While still illegal under Canadian law, Mcgregor said it's legal for First Nations to operate dispensaries.
"I believe I'm operating legally," he said. "I believe I'm operating under United Nations treaty rights that gives me the protection to do what I'm doing."
He has been open with the local Anishinabek Police Service, he said, who have visited his shop.
"I've reached out to them to let them know what I have been doing,” Mcgregor said. “My intention from the beginning was to let police know, to be transparent with them and let them know exactly what we're doing.
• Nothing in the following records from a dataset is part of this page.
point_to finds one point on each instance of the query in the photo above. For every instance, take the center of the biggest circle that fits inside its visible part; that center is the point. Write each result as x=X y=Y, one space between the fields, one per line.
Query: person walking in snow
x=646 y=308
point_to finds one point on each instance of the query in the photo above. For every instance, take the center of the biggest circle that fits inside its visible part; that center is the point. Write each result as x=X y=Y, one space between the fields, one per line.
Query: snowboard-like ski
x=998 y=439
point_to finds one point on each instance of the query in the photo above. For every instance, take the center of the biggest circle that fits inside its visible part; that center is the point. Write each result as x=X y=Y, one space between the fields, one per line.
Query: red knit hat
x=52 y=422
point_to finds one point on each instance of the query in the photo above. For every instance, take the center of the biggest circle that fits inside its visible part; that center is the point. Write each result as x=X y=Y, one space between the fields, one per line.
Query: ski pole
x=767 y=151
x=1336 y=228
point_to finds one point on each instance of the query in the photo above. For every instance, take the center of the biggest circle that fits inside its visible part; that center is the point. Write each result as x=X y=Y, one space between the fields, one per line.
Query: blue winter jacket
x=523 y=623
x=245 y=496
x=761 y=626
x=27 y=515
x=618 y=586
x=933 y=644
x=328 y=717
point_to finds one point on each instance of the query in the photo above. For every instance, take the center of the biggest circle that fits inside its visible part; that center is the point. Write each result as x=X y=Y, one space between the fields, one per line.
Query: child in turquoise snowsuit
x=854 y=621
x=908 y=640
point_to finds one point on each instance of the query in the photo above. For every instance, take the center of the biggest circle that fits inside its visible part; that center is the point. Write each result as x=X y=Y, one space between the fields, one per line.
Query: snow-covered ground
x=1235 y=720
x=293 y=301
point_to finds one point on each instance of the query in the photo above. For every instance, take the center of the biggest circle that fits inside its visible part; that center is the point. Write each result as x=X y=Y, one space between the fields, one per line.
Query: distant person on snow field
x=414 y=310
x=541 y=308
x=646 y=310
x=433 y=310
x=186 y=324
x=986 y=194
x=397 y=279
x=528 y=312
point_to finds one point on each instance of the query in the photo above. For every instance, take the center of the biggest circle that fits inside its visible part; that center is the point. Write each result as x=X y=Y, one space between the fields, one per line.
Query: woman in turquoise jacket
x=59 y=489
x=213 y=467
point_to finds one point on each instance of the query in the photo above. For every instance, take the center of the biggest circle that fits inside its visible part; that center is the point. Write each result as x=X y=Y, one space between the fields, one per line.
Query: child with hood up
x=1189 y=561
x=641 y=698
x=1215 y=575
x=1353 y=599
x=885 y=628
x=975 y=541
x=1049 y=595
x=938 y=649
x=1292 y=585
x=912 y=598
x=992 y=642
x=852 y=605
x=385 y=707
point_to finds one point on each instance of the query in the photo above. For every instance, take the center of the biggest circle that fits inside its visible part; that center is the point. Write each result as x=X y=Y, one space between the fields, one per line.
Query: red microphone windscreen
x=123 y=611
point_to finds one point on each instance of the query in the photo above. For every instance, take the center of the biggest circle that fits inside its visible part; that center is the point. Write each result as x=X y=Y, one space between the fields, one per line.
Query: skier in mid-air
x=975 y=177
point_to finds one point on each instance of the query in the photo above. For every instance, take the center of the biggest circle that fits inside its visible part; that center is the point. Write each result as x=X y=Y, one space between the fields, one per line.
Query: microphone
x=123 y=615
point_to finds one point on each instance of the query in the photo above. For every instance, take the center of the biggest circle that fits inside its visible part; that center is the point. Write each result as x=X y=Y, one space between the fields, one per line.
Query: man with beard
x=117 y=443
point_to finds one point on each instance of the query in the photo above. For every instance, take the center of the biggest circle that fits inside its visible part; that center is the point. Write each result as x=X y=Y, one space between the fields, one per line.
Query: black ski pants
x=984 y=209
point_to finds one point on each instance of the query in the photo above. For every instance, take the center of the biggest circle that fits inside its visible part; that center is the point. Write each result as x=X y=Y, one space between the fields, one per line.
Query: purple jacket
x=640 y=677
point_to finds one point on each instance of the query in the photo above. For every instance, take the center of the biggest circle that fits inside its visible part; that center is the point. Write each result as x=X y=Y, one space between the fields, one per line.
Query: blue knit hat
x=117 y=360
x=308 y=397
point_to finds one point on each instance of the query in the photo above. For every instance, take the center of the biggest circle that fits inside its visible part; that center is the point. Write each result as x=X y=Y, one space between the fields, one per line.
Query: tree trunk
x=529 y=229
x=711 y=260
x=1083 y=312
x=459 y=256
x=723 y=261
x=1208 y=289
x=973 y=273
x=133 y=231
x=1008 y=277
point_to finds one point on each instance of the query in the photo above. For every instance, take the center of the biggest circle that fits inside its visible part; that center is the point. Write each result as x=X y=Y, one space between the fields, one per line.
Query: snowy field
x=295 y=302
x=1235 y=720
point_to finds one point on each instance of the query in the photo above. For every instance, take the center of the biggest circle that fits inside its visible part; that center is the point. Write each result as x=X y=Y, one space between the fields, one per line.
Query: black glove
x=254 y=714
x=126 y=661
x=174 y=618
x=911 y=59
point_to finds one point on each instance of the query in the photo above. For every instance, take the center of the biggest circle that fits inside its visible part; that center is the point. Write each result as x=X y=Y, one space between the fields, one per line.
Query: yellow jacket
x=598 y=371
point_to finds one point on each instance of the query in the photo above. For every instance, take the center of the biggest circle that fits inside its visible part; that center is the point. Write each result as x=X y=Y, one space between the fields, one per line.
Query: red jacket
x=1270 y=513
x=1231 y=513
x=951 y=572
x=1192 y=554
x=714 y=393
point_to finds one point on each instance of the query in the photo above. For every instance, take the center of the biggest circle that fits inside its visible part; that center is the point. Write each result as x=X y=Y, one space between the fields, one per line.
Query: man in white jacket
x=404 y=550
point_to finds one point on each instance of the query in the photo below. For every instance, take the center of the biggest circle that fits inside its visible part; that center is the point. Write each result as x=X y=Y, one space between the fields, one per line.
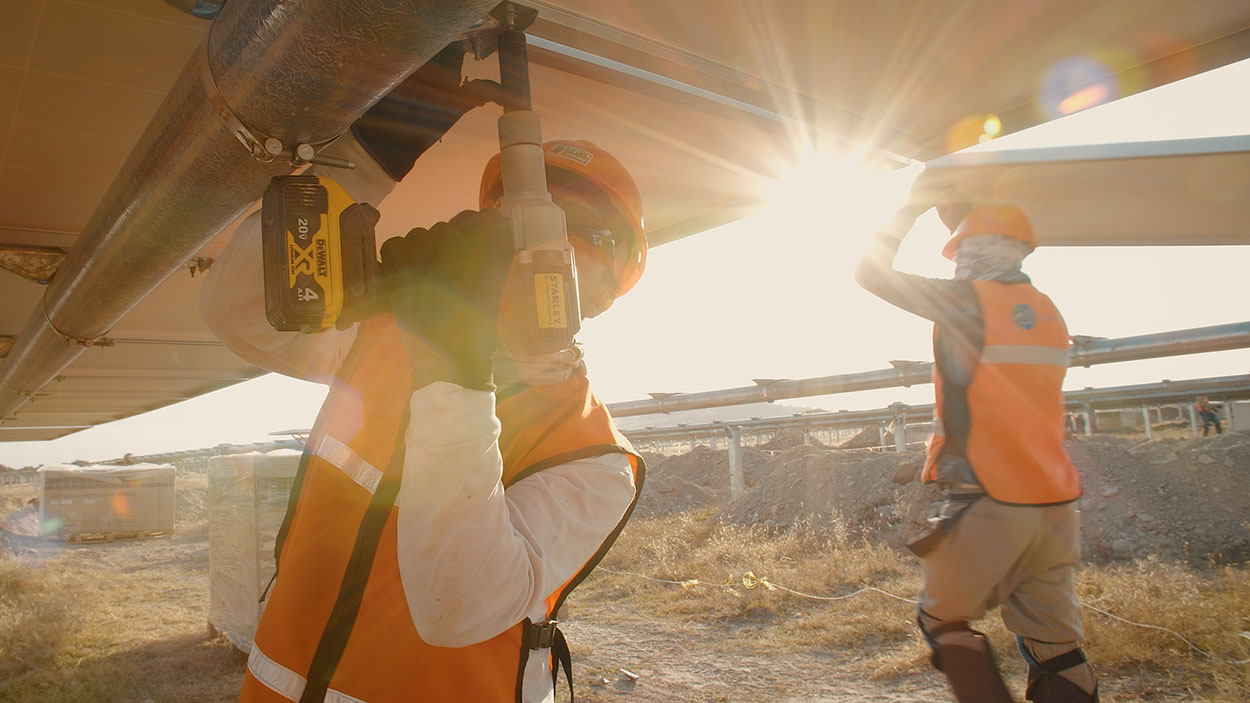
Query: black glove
x=418 y=113
x=444 y=285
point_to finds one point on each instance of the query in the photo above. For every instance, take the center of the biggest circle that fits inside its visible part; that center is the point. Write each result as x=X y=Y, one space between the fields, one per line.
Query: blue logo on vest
x=1024 y=317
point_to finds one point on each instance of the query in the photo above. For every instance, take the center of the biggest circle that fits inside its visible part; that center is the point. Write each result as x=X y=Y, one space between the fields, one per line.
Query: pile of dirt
x=868 y=438
x=1180 y=498
x=1176 y=498
x=695 y=480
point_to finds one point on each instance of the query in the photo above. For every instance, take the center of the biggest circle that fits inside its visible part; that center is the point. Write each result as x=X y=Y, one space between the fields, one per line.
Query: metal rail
x=1164 y=393
x=1086 y=353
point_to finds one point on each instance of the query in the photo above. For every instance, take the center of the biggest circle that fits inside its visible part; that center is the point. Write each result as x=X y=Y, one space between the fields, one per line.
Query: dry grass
x=120 y=622
x=125 y=622
x=1209 y=607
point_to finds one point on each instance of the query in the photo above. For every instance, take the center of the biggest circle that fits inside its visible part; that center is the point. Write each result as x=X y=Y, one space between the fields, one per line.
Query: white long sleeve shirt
x=474 y=559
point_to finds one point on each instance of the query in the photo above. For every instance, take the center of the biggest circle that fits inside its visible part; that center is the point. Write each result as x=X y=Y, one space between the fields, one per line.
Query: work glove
x=416 y=113
x=444 y=285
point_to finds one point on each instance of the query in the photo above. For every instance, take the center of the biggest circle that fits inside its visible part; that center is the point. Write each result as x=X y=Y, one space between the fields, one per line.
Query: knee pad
x=1046 y=683
x=966 y=658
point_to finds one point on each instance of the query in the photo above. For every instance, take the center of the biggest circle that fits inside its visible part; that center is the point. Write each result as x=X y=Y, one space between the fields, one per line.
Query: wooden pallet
x=90 y=537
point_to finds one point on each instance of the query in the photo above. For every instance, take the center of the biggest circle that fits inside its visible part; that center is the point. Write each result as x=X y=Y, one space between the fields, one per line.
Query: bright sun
x=844 y=194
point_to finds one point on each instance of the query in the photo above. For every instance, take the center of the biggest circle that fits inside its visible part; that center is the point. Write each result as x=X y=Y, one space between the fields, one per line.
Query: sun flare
x=844 y=194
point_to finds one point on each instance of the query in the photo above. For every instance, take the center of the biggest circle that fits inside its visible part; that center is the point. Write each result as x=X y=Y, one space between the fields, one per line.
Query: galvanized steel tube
x=299 y=71
x=1216 y=338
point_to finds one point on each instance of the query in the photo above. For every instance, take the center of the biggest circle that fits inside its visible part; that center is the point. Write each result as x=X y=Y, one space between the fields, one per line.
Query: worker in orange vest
x=451 y=493
x=1008 y=533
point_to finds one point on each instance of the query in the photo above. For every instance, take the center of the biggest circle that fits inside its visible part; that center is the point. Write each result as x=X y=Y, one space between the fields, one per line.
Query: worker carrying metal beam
x=455 y=488
x=1008 y=534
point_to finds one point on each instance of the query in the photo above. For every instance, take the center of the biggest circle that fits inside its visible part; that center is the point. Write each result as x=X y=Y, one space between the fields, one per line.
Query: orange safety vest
x=1013 y=428
x=336 y=626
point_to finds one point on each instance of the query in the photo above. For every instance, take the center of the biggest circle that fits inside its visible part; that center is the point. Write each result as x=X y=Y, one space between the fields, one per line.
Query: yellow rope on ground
x=750 y=581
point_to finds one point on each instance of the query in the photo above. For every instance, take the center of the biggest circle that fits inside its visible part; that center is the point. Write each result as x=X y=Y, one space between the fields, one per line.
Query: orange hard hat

This isn't illicit drugs or substances they have been trained to act against, Mcgregor argues. It's actually healing medicine.
He's doing a presentation for band chief and council on Nov. 18, Mcgregor said, and has invited police to come and listen.
"I have tried to open that communication door with them,” he said. “We'll see from here what their communication is going to be."
Maryse Durette, senior media relations adviser with Health Canada, confirmed in an email that selling marijuana to recreational users is still illegal in Canada.
“It is a federal criminal law of general application that applies to all of Canada, and to all people in Canada, and it prohibits the production, sale and possession of cannabis,” Durette wrote.
“Thus, storefront operations selling cannabis, commonly known as 'dispensaries' and 'compassion clubs' are not licensed by Health Canada under the current law and are illegal.”
However, she said First Nations, under Canada's constitution, treaties and self-government agreements, have the authority to control how certain issues are dealt with and regulated. The federal government is committed to working with First Nations communities to deal with such issues, she said.
“The Government of Canada is continuing to engage in discussions with Indigenous peoples as part of its efforts to facilitate the implementation of the proposed Cannabis Act, and to better understand the unique interests of Indigenous communities.”
Mcgregor said he's working with about 20 other First Nations dispensaries in southern Ontario on coming up with regulations for the industry, as well as education programs.
"We're working on a system ... to regulate it ourselves," he said. "We want to create our own system, instead of Health Canada doing it for us. We want to create a better education system for the dispensaries.
"And we try to educate everyone who comes in about the products and how to use them and make sure no one is leaving the shop not knowing what they're taking ... It's not like drug dealing where you walk up to the counter, grab your stuff and walk out. We don't believe in doing it like that. The education should be there. (And) there are rules to abide by when you come in."
They have membership forms, patients have to sign in, prove they are 19, and answer a series of questions about how they use cannabis and how it helps them.
"Some strains are better for different ailments," he said.
They currently have five employees and the business is growing every week, Mcgregor said. They're open seven days a week now, but will cut that to six days for the winter.